General Construction of Quantum Error-Correcting Codes from Multiple Classical Codes

TL;DR

This paper introduces a general construction method for quantum error-correcting codes from multiple classical codes, unifying and extending existing models, and enabling the design of codes with improved parameters.

Contribution

It presents a universal recipe for constructing QECCs from D classical codes, encompassing known models and introducing new three-dimensional lattice code frameworks.

Findings

Recovers the hypergraph product construction for D=2.

Introduces four types of D=3 constructions, including new models.
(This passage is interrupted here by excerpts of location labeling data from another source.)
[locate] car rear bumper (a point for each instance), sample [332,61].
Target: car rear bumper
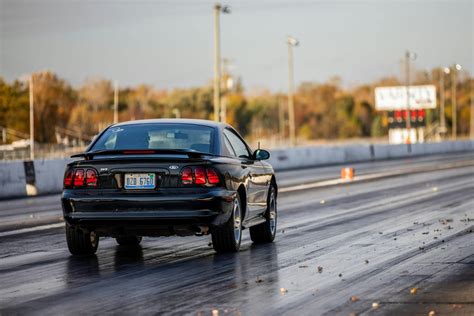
[169,209]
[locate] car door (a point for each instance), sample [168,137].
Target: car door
[257,184]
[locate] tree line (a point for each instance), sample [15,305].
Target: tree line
[323,110]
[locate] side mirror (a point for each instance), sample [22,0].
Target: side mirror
[261,154]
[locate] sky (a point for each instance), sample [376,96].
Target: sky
[169,44]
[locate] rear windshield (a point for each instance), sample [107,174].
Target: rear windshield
[157,136]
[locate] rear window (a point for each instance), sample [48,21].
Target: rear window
[157,136]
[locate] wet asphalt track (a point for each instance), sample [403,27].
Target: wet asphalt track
[373,240]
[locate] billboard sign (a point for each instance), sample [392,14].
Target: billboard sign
[395,98]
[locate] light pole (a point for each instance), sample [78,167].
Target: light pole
[454,84]
[408,56]
[442,97]
[32,119]
[115,102]
[471,128]
[218,8]
[292,42]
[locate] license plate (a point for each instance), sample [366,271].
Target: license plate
[140,181]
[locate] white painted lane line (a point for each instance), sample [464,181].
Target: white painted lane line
[332,182]
[31,229]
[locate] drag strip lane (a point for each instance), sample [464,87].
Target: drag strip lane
[383,221]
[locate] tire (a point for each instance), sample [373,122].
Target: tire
[265,232]
[81,243]
[127,240]
[228,237]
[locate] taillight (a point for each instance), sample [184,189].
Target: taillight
[68,178]
[199,175]
[212,176]
[79,178]
[187,176]
[91,178]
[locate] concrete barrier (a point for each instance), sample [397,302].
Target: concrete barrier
[12,179]
[48,175]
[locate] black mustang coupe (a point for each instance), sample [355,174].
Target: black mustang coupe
[169,177]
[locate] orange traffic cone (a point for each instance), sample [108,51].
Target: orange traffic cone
[347,173]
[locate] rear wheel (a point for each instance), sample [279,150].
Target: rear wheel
[228,237]
[127,240]
[80,242]
[265,232]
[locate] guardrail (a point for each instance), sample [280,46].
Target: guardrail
[18,179]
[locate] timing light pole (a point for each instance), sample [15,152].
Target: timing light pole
[32,119]
[442,97]
[454,83]
[408,56]
[115,102]
[292,42]
[218,8]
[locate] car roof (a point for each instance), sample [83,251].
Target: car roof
[174,121]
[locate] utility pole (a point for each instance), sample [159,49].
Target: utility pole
[292,42]
[218,8]
[407,87]
[115,102]
[281,120]
[228,85]
[454,84]
[32,119]
[442,97]
[471,128]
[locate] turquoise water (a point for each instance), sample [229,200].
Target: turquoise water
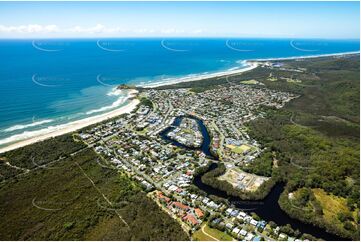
[51,82]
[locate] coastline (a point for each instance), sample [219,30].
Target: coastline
[251,64]
[78,124]
[75,125]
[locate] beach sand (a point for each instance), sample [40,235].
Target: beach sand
[75,125]
[250,66]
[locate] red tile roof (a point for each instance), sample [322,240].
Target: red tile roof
[191,219]
[198,212]
[180,205]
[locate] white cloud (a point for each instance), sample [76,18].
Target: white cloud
[30,28]
[96,30]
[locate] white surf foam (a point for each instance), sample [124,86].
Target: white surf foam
[24,126]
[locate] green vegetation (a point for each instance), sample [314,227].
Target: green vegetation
[215,233]
[316,141]
[146,102]
[314,138]
[59,202]
[250,82]
[261,166]
[210,178]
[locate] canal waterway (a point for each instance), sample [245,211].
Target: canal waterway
[267,209]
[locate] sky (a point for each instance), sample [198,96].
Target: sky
[331,20]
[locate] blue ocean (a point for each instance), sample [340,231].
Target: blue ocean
[50,82]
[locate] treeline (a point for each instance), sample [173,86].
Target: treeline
[210,179]
[76,209]
[316,137]
[40,153]
[261,166]
[309,217]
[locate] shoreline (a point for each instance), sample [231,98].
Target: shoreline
[78,124]
[251,64]
[73,126]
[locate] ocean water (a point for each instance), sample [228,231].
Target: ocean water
[46,83]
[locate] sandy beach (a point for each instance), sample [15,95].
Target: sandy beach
[54,131]
[250,66]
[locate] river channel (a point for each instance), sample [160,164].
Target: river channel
[267,209]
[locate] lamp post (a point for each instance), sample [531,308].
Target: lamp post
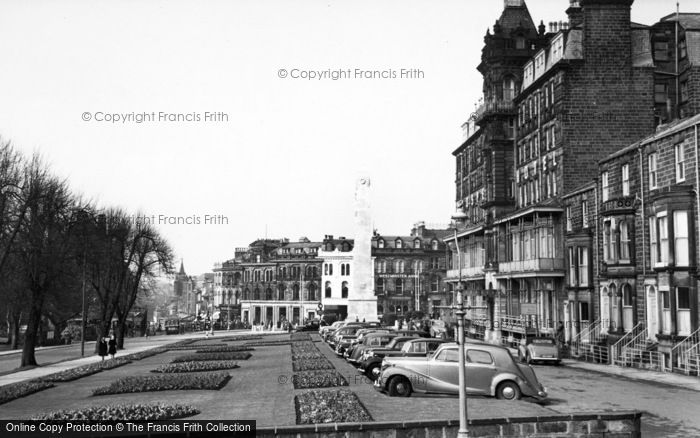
[460,312]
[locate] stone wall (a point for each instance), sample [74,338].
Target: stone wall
[609,425]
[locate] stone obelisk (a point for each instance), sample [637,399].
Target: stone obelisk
[362,304]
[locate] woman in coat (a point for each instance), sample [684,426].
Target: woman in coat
[102,348]
[112,346]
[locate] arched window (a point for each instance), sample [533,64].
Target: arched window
[280,292]
[379,285]
[398,285]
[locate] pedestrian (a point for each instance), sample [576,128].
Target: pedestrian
[102,348]
[112,345]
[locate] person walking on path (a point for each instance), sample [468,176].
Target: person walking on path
[112,346]
[102,348]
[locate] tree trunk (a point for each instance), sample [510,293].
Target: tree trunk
[121,330]
[144,322]
[28,357]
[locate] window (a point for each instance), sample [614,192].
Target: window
[680,163]
[653,242]
[398,286]
[652,170]
[680,235]
[663,239]
[583,266]
[479,356]
[572,267]
[379,285]
[625,249]
[604,186]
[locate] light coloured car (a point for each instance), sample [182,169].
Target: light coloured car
[490,370]
[539,349]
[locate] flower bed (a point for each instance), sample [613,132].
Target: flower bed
[234,355]
[189,367]
[144,354]
[300,337]
[312,364]
[213,380]
[336,406]
[223,348]
[121,412]
[318,379]
[85,370]
[21,389]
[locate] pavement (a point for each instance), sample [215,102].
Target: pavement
[671,379]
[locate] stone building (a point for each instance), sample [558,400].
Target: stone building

Achieves codes with a trade-off between distance and dimension.

Abstract

The hypergraph product (HGP) construction of quantum error-correcting codes (QECC) offers a general and explicit method for building a QECC from two classical codes, thereby paving the way for the discovery of good quantum low-density parity-check codes. In this letter, we propose a general and explicit construction recipe for QECCs from a total of D classical codes for arbitrary D. Following this recipe guarantees the obtainment of a QECC within the stabilizer formalism and nearly exhausts all possible constructions. As examples, we demonstrate that our construction recovers the HGP construction when D = 2 and leads to four distinct types of constructions for D = 3, including a previously studied case as one of them. When the input classical codes are repetition codes, our D = 3 constructions unify various three-dimensional lattice models into a single framework, encompassing the three-dimensional toric code model, a fracton model, and two other intriguing models not previously investigated. Among these, two types of constructions exhibit a trade-off between code distance and code dimension for a fixed number of qubits by adjusting the lengths of the different classical codes, and the optimal choice can simultaneously achieve relatively large values for both code distance and code dimension. Our general construction protocol provides another perspective for enriching the structure of QECCs and enables the exploration of richer possibilities for good codes.